Without understanding the wider cause and effect of our campaigns across different channels, we can’t understand the net effect on both our top and bottom-line figures.
This is where the term "marketing attribution" is often used. Attributing success to one of your ecommerce marketing campaigns is critical in understanding what is and isn’t working.
However, with all of the marketing data available to us, it is important to bear in mind that attribution isn’t binary, and some campaigns can’t ever convert to a sale (take a TV ad, for example).
However, these campaigns can boost awareness and create interest. Without them, the tactics used to drive conversions may not be so effective. This is where what is known as "last-click attribution" fails to recognize the steps taken by a prospective customer in building up to conversion—instead attributing all success to the last marketing asset the user clicked on before converting.
Further, even the digital tactics mentioned earlier within this article that utilize clicks—PPC, for example—used to be easy to measure, but it is becoming harder to attribute a conversion to a piece of marketing accurately.
For example, recent changes to privacy laws and updates within Apple’s iOS operating system allow a user to block cookies or scripts that record conversion data.
Despite all of these challenges, there are several great models for working on ecommerce marketing attribution. I’ll put a link to a great article on the topic at the end.
Experiment To Find What Ecommerce Marketing Plan Suits Your Business
Building out your own ecommerce marketing strategy is exciting once you start to piece together your marketing efforts and begin making them work towards more unified goals.

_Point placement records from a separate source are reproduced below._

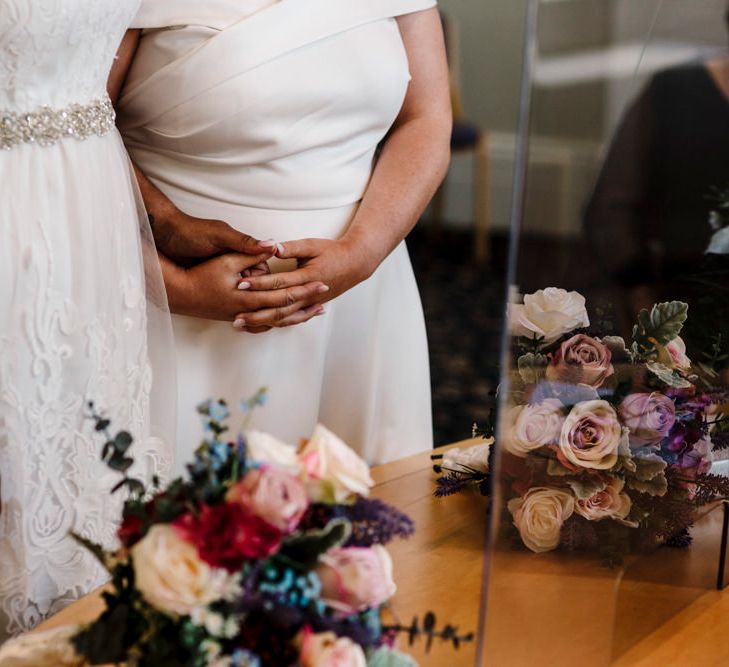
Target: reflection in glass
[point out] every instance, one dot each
(609, 474)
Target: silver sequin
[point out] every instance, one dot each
(46, 126)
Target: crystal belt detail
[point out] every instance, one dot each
(46, 126)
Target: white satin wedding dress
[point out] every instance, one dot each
(267, 114)
(73, 303)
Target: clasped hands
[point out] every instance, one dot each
(222, 274)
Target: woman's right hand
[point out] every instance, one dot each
(210, 290)
(186, 239)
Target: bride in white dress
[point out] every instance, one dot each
(74, 303)
(268, 114)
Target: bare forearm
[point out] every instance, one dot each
(411, 166)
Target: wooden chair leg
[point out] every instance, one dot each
(481, 192)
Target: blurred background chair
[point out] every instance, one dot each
(467, 137)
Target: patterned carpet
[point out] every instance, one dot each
(463, 309)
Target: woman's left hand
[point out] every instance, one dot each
(340, 264)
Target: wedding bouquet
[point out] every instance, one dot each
(263, 555)
(604, 444)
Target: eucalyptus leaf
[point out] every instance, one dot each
(305, 548)
(387, 657)
(661, 325)
(668, 375)
(585, 488)
(532, 367)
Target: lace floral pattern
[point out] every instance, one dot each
(73, 312)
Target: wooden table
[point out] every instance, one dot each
(538, 603)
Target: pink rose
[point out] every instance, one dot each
(649, 417)
(325, 649)
(530, 427)
(590, 436)
(581, 360)
(273, 495)
(356, 578)
(610, 503)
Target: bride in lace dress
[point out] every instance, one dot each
(79, 289)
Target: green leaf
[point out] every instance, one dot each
(532, 367)
(585, 488)
(305, 548)
(387, 657)
(661, 325)
(668, 375)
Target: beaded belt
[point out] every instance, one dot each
(46, 126)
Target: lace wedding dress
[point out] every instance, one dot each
(78, 288)
(267, 114)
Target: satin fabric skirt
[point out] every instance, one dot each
(361, 369)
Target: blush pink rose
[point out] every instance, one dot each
(590, 436)
(581, 360)
(356, 578)
(540, 515)
(610, 503)
(325, 649)
(649, 417)
(273, 495)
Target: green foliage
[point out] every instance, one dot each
(658, 327)
(302, 550)
(668, 375)
(532, 367)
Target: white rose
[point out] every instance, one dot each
(171, 576)
(529, 427)
(610, 503)
(325, 649)
(548, 313)
(52, 647)
(331, 469)
(590, 436)
(468, 458)
(264, 448)
(539, 516)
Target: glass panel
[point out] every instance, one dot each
(611, 433)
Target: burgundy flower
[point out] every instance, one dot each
(226, 535)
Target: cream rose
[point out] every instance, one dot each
(356, 578)
(548, 313)
(540, 515)
(325, 649)
(272, 494)
(464, 459)
(590, 436)
(529, 427)
(610, 503)
(264, 448)
(171, 576)
(331, 469)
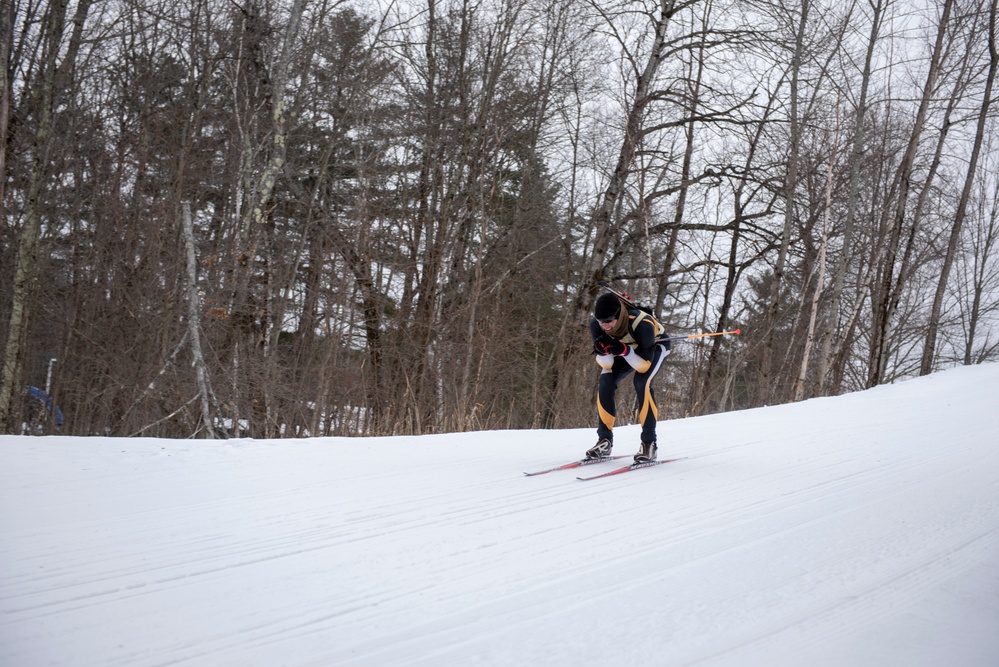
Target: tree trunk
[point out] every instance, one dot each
(27, 250)
(194, 323)
(929, 346)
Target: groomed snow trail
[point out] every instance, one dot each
(861, 530)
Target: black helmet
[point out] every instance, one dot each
(607, 308)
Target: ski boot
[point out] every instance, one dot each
(600, 450)
(647, 454)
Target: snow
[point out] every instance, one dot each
(856, 530)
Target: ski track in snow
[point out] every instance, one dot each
(857, 530)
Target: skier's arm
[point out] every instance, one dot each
(640, 356)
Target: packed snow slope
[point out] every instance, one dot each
(861, 530)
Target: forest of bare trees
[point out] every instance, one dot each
(278, 218)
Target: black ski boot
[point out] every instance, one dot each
(647, 454)
(600, 450)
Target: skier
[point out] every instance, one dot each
(624, 342)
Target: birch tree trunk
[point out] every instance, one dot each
(194, 322)
(27, 250)
(929, 346)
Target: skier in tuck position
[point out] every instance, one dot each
(625, 342)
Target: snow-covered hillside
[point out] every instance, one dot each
(861, 530)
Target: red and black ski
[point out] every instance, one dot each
(577, 464)
(633, 466)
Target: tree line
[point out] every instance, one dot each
(299, 218)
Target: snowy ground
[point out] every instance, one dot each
(854, 531)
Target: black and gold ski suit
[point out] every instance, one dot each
(644, 360)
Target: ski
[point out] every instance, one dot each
(577, 464)
(633, 466)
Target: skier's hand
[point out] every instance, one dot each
(613, 347)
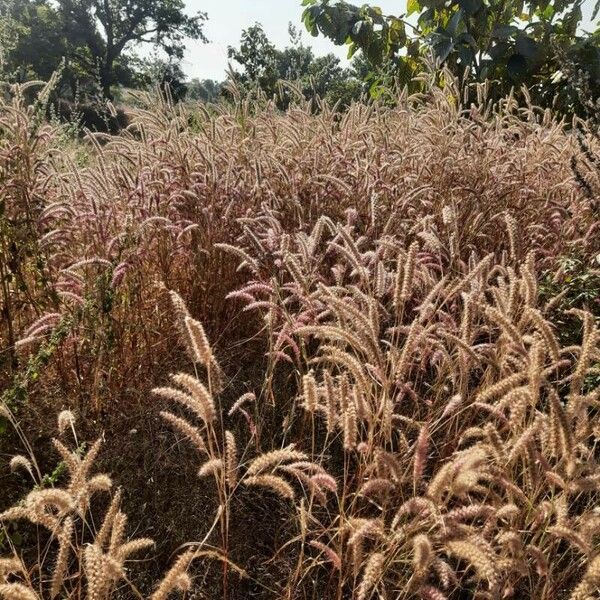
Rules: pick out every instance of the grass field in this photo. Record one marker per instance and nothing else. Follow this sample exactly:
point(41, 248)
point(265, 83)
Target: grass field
point(317, 355)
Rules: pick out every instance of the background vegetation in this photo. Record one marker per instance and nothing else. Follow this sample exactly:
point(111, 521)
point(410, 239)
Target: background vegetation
point(315, 343)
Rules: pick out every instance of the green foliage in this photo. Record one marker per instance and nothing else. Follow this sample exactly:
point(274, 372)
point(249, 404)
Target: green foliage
point(264, 66)
point(512, 42)
point(95, 38)
point(205, 90)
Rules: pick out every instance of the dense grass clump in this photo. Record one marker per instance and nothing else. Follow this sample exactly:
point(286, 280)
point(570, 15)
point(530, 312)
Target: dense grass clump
point(329, 355)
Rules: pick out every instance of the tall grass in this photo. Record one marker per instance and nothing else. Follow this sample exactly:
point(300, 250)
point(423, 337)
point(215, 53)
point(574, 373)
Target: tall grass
point(345, 322)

Experimentation and ensuring key measurements are in place are critical to being able to evaluate the performance of each tactic within your strategy.
While there is a lot written about ecommerce marketing strategies, there is no cookie-cutter or silver-bullet approach that works for all businesses in all verticals.
Experimenting with different factors such as marketing channels, creative assets, budgets, and audience segmentation will quickly start to highlight some of the better-performing options for your own ecommerce business.